Le nombre d'espèces terrestres et marines menacées d'extinction augmente sans cesse. L'espèce humaine est-elle aussi en danger?
Nous faisons partie d'un immense écosystème, avec un monde animal et végétal qui nous est indispensable. Prenez les vers de terre, qui oxygènent la terre. Sans eux, les sols arables se stérilisent. Or notre nourriture en dépend, tout comme elle dépend de la pollinisation. En saccageant cet écosystème à un rythme effréné, en continuant à vivre avec l'injonction biblique d'une domination de l'homme sur une nature à notre service, nous réduisons considérablement nos chances de conserver une "vie vivable". C'est la survie même de l'espèce humaine qui est aujourd'hui en jeu, avec le risque qu'elle disparaisse. L'urgence est extrême.

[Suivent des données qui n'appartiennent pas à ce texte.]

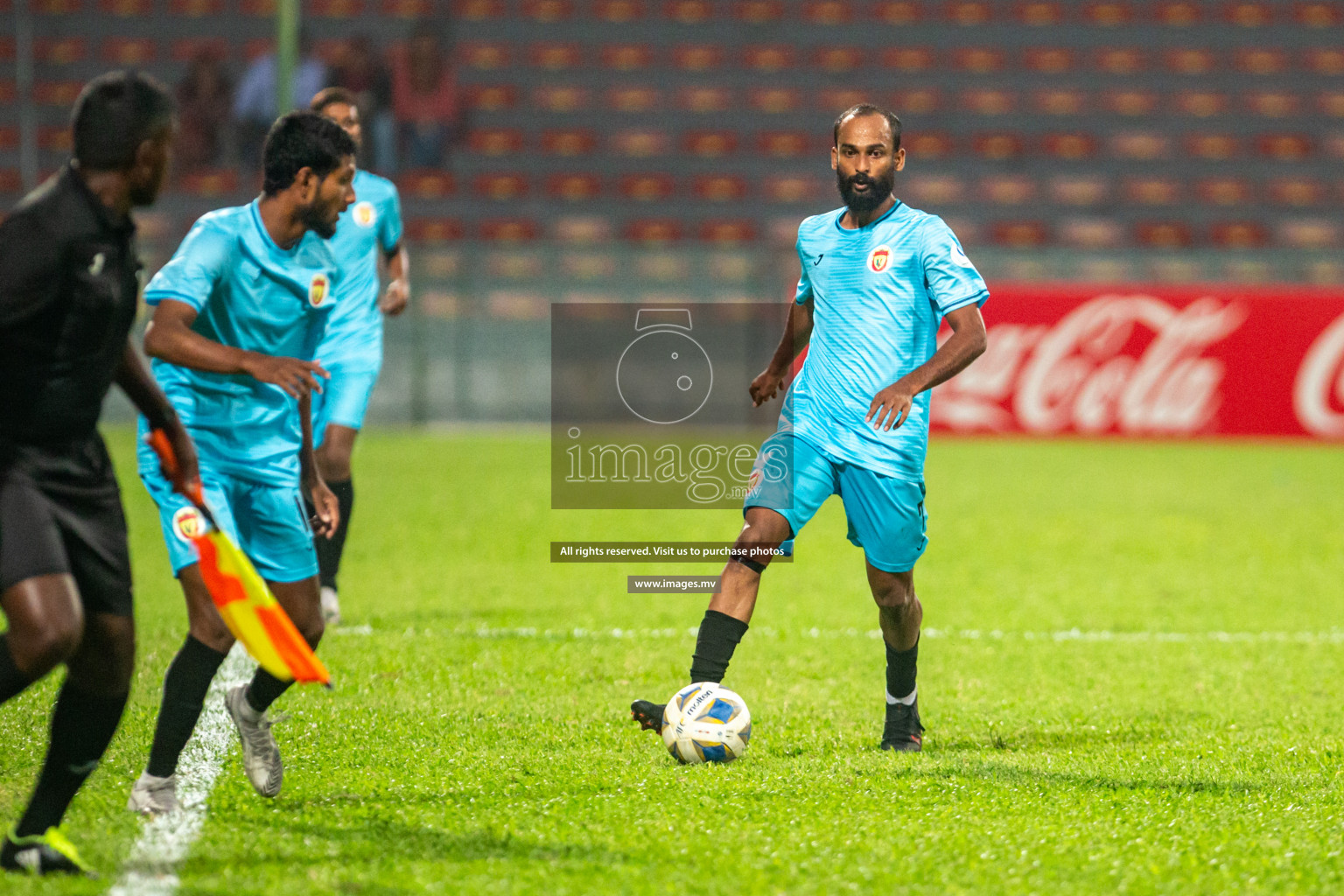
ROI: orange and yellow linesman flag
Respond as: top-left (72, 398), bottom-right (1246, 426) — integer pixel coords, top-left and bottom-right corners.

L'homme est à la fois le plus évolué et le plus destructeur…
Sur les plans de la natalité et de la pensée abstraite, nous sommes sans conteste les champions, à la fois l'espèce la plus répandue chez les mammifères et la seule qui ait pu produire la théorie de la relativité d'Einstein. Mais oui, nous sommes aussi l'espèce la plus destructrice qui soit, celle qui pourrait avoir éliminé la moitié des autres d'ici à la fin du siècle. Les tortues, elles, ont traversé 200 millions d'années. Elles ont survécu à des catastrophes climatiques ou géologiques, elles ont su s'intégrer dans un écosystème en prenant et en donnant à la fois, sans saccager. Si nous voulons, comme ces tortues, durer, nous devons impérativement vivre en harmonie avec notre environnement, sobrement. Alors que notre puissance même nous menace, c'est la seule solution. Et nous pouvons y arriver en adoptant une attitude volontariste, déjà à notre niveau. Mon association, Humanité et biodiversité, propose par exemple que chacun fasse de son balcon, de son terrain, une "oasis nature" favorisant la vie avec des plantes, des nichoirs. C'est peu, mais cette décision, psychologiquement, est très importante.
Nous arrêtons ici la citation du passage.